European Restructuring: migration and jurisdictional arbitrage

More food for thought in a post by John Armour on the Credit Slips blog.

I agree with the conclusion that:

"we're going to see a number of the highly leveraged buyouts that run into difficulty winding up in formal bankruptcy proceedings, after a workout has been attempted and failed".

And this may well lead to attempts to reform some European bankruptcy codes.

It will also promote and no doubt extend the migration concept (previously discussed here).

Moving a COMI (centre of main interests) to a jurisdiction where the insolvency regime is more suited to concluding a successful restructuring not only can be done, but can add huge value to the restructuring.

Administration is no better for creditors than receivership

In a post on an academic US blog about credit and bankruptcy, Credit Slips: Corporate Bankruptcy Costs and Recoveries in the UK, John Armour points out the results of his research into whether creditor control is better concentrated in the hands of a single creditor (receivership) or creditors generally (administration).

He concludes that there is no net difference as a result of two opposing factors:
there are higher gross realisations in administrations - due, Armour suggests, to higher accountability to junior creditors incentivising administrators to maximise realisations;

but dispersed creditor governance allows administrators to charge retail fee rates rather than the lower wholesale rates negotiated by secured creditors.
Intuitively, the explanation of higher administration realisations works at the margins. An administrator has a statutory priority of objectives and "getting the bank out" is last (as opposed to being the sole objective in receiverships).

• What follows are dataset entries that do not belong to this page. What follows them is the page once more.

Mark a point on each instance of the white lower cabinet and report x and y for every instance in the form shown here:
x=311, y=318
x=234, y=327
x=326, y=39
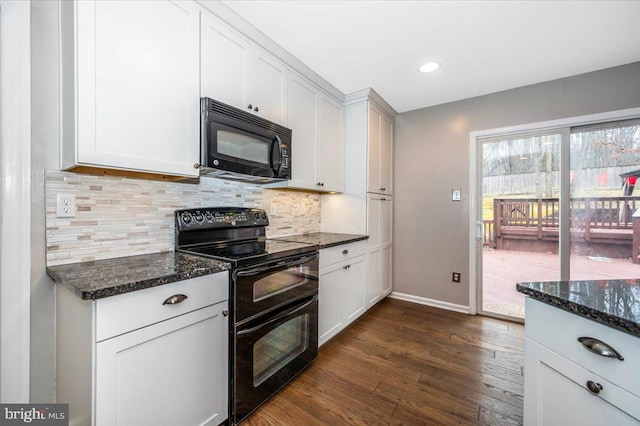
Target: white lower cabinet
x=157, y=364
x=169, y=373
x=342, y=288
x=566, y=384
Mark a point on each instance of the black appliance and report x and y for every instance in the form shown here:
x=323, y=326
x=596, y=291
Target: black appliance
x=239, y=145
x=273, y=299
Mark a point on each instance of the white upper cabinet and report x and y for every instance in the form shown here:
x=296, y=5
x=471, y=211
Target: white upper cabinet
x=239, y=73
x=380, y=144
x=316, y=122
x=131, y=86
x=303, y=112
x=330, y=145
x=225, y=57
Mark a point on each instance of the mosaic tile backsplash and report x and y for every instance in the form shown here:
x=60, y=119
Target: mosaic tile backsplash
x=121, y=216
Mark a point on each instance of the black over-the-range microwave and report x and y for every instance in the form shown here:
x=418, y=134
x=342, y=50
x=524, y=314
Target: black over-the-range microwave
x=239, y=145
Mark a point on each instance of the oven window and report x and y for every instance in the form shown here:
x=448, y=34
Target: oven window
x=278, y=347
x=237, y=145
x=280, y=282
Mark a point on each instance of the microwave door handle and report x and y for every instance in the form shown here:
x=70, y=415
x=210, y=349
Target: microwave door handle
x=278, y=318
x=276, y=170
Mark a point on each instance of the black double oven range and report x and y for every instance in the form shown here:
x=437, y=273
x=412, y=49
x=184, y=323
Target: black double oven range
x=273, y=299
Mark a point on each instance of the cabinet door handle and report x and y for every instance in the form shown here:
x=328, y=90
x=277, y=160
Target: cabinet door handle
x=594, y=387
x=176, y=298
x=598, y=347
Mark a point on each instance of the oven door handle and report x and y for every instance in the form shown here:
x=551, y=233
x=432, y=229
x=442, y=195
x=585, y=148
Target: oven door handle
x=278, y=318
x=258, y=270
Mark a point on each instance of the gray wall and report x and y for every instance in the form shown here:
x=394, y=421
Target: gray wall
x=431, y=158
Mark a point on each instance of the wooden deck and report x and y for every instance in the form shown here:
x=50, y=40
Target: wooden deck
x=502, y=269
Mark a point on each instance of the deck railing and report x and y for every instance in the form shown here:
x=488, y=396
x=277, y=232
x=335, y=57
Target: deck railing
x=539, y=217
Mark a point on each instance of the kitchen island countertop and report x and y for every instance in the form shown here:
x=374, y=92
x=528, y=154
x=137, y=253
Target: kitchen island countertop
x=109, y=277
x=323, y=239
x=615, y=303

But the retail/wholesale fees rationale is less persuasive. Bank panel firms are not always able simply to abandon wholesale rates once the bank is repaid. The fact is that administrations, with their heavier burden of broad obligations to creditors, including significant additional statutory reporting and compliance requirements, and a primary duty to have the company and its business continue as a going concern if possible, are simply more complex and costly procedures than receiverships.